At first I couldn’t bring myself to ask. Here I had before me one of the world’s most sensitive observers of human psychology, and I held back. Some instinct arose that made me want to shield her secrets.

Instead we spoke about nature versus nurture. When I asked James for his opinion, he said, “My first act of free will is to believe in free will.” We are stamped ineradicably by nature, in other words, but after that we are free to make our own way however we can.

Slowly, though, after more conversational sallies and more avoidance, I divulged the outlines of a “special case” that I thought might interest him.

I didn’t mention Bronwyn. Rather I spoke again about myself, as a disturbed individual unsure if he had performed unspeakable acts or not. Until suddenly the light broke through and his burden was lifted. Parsing out the circumstances of the latest killing, I suggested it proved at least that I was no longer a suspect in the series of crimes.

“I wouldn’t be entirely sure,” James said.

“But why?” I asked. “I experienced that attack myself, I felt the real murderer actually leap upon my back.”

“I have encountered patients who are certain beyond doubt that they have physically wrestled with a demon of some sorts,” James said. “They can even demonstrate bruises, abrasions. So this latest incident might simply be another symptom of an unsettled mind.”

Ah, thank you, Professor, for demolishing what small hope I had.

“Consider the act of mutilation, of postmortem castration,” James said, ruminating.

“Wouldn’t that indicate a female was the assailant?” I said.

“A female, yes,” he said. “Or an insanely jealous male.”

Looking at me, it seemed, with an accusatory air.

Leaving James much more ill at ease than when I’d arrived, I hesitated over what to do next. Freddy had wired me from London, instructing that I should present myself, while in Boston, at Uncle Ezekiel Saltonstall’s countinghouse. For a job.

Like Bartleby, I preferred not to.

Instead I went home to Bronwyn.

It actually felt a shade dangerous, taking up residence with her in Swoony’s house. Not because of any physical threat, though there was that. But rather because I caught myself thinking of us as newlyweds, starting out married life together with our aged matriarchs in tow, a mastiff before the hearth and a green-plumed African parrot squawking on its perch.
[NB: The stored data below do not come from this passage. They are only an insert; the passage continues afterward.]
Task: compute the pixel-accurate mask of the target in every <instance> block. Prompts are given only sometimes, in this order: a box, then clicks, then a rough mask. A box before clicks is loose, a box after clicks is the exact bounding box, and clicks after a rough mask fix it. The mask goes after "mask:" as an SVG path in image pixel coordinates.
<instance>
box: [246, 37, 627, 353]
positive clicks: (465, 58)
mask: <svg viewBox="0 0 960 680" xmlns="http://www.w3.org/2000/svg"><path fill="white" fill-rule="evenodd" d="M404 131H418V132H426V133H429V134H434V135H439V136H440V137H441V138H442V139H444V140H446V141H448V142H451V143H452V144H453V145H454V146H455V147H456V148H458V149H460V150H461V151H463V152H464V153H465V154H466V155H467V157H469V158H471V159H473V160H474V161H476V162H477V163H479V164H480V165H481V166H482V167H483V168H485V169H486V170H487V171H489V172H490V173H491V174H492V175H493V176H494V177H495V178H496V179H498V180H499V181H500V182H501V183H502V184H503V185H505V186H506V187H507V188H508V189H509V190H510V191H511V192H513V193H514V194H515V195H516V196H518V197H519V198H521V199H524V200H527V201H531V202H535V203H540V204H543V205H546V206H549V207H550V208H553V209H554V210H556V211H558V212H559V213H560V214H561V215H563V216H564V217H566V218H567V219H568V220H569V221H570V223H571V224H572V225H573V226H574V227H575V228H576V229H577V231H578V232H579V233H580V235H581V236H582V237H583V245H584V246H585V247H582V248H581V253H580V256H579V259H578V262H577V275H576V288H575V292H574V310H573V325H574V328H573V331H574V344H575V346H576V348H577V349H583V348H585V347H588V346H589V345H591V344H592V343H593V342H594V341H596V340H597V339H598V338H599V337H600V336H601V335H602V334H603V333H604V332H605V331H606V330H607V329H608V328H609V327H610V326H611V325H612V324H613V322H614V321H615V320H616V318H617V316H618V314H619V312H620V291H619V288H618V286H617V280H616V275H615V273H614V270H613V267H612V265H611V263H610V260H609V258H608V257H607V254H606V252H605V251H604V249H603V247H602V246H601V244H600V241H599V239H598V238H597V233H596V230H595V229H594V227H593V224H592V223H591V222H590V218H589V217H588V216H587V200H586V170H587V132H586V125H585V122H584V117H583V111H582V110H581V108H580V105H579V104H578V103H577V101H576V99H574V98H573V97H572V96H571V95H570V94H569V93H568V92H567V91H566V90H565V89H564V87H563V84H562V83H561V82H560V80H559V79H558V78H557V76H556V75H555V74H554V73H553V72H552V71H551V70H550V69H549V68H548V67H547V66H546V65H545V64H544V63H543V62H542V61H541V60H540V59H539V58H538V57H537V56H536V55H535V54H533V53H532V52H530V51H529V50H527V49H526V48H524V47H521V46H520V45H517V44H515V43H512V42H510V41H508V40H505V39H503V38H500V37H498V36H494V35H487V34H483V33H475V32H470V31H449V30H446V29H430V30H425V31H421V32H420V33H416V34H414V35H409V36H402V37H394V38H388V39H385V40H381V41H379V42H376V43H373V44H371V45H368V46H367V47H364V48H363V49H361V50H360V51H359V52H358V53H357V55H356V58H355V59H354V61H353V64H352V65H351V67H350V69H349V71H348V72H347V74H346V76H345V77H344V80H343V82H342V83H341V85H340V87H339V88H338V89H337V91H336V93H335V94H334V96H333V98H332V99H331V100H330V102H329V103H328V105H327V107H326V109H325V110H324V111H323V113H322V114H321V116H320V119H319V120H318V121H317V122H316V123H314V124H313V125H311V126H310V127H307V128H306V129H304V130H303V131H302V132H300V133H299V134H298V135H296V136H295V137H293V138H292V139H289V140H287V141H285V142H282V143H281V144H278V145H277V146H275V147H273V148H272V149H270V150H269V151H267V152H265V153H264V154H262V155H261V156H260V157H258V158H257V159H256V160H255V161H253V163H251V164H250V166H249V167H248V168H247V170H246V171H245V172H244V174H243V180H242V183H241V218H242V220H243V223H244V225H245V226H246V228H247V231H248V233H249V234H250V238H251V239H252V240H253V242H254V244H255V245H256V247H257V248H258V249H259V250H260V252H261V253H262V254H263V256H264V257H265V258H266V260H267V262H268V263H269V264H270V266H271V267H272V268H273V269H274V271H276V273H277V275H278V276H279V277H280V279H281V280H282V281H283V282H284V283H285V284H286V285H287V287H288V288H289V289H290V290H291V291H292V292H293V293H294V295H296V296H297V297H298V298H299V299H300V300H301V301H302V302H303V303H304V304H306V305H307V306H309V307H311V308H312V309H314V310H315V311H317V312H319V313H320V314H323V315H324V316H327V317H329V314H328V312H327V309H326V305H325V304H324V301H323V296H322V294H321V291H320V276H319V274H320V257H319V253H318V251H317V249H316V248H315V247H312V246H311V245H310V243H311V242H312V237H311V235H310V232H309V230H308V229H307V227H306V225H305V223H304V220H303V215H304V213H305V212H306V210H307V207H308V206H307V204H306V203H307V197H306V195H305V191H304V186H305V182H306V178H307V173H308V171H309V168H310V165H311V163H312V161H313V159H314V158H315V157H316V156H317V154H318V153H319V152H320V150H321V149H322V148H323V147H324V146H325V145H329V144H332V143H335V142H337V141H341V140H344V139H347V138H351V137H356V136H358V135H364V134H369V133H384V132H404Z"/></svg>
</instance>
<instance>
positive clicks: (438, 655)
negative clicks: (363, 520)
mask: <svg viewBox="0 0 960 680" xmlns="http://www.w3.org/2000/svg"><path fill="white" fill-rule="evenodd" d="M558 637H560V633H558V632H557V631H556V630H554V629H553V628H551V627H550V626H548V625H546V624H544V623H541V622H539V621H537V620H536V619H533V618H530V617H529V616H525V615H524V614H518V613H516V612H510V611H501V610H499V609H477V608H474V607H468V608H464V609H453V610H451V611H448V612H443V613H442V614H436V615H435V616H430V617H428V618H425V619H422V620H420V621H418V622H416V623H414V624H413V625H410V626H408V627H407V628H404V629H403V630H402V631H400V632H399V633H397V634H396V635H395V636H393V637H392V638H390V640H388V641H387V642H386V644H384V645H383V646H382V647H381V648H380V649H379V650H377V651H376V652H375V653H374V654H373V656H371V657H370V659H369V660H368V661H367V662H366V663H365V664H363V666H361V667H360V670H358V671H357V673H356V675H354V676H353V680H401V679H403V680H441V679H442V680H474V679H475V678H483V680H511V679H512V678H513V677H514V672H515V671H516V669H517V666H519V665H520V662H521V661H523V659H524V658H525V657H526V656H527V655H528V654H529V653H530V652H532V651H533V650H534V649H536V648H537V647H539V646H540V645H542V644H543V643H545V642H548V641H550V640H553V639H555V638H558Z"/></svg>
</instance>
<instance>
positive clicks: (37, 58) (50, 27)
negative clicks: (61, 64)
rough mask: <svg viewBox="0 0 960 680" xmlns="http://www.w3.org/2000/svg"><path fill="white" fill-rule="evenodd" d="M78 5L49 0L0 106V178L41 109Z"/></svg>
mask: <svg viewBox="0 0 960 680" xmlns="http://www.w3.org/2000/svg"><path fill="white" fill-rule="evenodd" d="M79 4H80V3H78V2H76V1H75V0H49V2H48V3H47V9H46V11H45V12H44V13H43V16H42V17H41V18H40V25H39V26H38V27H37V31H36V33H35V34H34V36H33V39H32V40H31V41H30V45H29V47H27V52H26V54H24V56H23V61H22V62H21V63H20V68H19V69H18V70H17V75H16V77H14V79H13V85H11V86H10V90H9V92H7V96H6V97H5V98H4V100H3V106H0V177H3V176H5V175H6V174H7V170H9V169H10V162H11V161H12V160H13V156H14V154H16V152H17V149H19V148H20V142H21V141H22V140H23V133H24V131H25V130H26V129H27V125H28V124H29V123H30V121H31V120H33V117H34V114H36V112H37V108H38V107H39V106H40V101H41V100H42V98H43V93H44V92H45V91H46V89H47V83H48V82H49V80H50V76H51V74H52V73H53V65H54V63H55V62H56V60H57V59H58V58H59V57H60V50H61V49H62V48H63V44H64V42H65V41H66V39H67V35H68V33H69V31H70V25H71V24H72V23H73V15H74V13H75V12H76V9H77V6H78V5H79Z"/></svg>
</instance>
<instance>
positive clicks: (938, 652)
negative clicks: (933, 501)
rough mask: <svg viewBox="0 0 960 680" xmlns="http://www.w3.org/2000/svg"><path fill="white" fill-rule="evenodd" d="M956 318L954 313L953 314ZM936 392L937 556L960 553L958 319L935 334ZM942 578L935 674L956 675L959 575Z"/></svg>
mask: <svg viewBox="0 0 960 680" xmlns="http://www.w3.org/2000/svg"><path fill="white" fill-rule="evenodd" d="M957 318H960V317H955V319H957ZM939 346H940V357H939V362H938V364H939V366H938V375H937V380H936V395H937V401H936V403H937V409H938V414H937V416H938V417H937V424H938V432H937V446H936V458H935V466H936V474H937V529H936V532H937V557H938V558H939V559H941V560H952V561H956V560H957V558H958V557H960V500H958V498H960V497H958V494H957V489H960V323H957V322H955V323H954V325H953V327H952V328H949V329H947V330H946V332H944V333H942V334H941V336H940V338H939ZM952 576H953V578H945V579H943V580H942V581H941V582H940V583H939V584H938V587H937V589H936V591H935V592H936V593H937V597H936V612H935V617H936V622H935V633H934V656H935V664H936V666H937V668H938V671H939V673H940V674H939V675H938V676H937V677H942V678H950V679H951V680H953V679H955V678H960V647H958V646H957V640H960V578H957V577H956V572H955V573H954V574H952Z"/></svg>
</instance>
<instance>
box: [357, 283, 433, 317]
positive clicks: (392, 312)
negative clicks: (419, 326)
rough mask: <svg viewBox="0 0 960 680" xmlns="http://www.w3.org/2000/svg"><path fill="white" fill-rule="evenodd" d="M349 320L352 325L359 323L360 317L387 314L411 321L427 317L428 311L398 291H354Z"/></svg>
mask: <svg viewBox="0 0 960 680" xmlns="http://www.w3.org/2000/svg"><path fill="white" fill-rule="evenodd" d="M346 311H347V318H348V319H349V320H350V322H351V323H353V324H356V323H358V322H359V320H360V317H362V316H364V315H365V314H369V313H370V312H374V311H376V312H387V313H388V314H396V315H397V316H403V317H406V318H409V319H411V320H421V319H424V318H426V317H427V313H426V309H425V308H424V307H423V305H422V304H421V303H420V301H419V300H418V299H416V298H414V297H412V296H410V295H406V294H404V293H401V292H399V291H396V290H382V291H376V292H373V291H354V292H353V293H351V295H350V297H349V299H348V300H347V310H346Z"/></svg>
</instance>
We could have done anything with ourselves—with each other! There were a dozen empty bedrooms, their canvas-draped mattresses waiting to be uncovered. Swoony and Mallt Bowen were certainly unfit chaperones. One of them dotty and the other immolating before our eyes like a stalled Congreve rocket.
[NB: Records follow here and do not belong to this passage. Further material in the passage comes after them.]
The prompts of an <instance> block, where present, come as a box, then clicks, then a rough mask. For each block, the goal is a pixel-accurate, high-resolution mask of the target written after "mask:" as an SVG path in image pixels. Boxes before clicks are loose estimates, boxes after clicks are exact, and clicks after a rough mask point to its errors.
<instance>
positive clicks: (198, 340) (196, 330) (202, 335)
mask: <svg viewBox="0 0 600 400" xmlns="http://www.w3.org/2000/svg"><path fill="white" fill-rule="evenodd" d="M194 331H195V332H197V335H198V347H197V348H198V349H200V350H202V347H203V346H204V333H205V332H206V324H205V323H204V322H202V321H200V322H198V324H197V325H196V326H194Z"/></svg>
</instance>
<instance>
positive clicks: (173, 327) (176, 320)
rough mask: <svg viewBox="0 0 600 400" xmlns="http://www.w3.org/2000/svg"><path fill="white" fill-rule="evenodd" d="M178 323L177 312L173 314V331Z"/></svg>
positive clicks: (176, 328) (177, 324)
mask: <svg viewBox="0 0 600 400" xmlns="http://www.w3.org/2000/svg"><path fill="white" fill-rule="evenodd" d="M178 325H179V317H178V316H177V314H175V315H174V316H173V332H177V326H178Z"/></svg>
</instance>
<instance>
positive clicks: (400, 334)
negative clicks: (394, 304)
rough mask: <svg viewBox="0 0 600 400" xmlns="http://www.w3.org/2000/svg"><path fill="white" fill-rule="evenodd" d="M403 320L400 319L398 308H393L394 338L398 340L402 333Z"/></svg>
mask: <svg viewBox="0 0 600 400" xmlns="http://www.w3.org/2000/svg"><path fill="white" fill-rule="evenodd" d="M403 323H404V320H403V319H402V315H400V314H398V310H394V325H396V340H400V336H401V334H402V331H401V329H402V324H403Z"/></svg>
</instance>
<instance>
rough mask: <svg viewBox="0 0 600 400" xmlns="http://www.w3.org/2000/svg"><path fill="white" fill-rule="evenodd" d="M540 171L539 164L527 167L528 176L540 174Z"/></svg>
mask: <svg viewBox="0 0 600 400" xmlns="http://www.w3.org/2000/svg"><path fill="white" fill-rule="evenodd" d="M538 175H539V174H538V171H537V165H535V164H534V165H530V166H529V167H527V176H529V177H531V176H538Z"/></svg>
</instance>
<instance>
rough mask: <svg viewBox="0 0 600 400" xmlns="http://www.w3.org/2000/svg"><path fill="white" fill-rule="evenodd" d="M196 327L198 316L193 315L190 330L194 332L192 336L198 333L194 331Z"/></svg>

Bronwyn’s mother customarily sat in the comfortable corner club chair, handkerchief always in hand. She would often go for hours doing nothing but staring into the distance. She rarely spoke. Occasionally she spit.

Incredible what she looked like. The wasting disease made her increasingly thin, which paradoxically rendered her younger-looking, until she came to resemble her daughter’s invalid doppelgänger. She burned up like a candle. We could all see the flame get weaker and weaker.

Swoony persisted in calling Bronwyn “Virginia,” Mallt “Anna Maria” and me “Friedrich.” Random phrases dominated her conversation. “Never washed in his life” was one. “The floor has a door” was another.

Adjacent to us, a constant reminder of our demise, The Citadel had been taken by the bank as a prelude to sale. Passing through a hall in Swoony’s South Wing one afternoon, I noticed Bronwyn standing in front of the now-locked communicating passageway between the two houses.

She motioned me forward. I put my ear to the door next to hers. A woman humming, the whisper of a broom against the floorboards. We never saw anyone enter or leave the next-door château. We avoided it. Now this. Renters? Caretakers?

“I suppose we should go over and introduce ourselves to whoever
is in there,” Bronwyn said. “Be neighborly, take them a fruitcake or something.”

“I don’t feel like it,” I said.

“Neither do I,” Bronwyn said.

Bronwyn and I existed in a suspended, timeless realm. She felt it, I think, as I did. We waited for what was to happen. Two clock springs coiled tight side by side deep within the escapement, anticipating release by the turning of some unknown gear. I could not help but wish she would take up the pastime of kissing me again. But I felt myself caught, unable to get unstuck.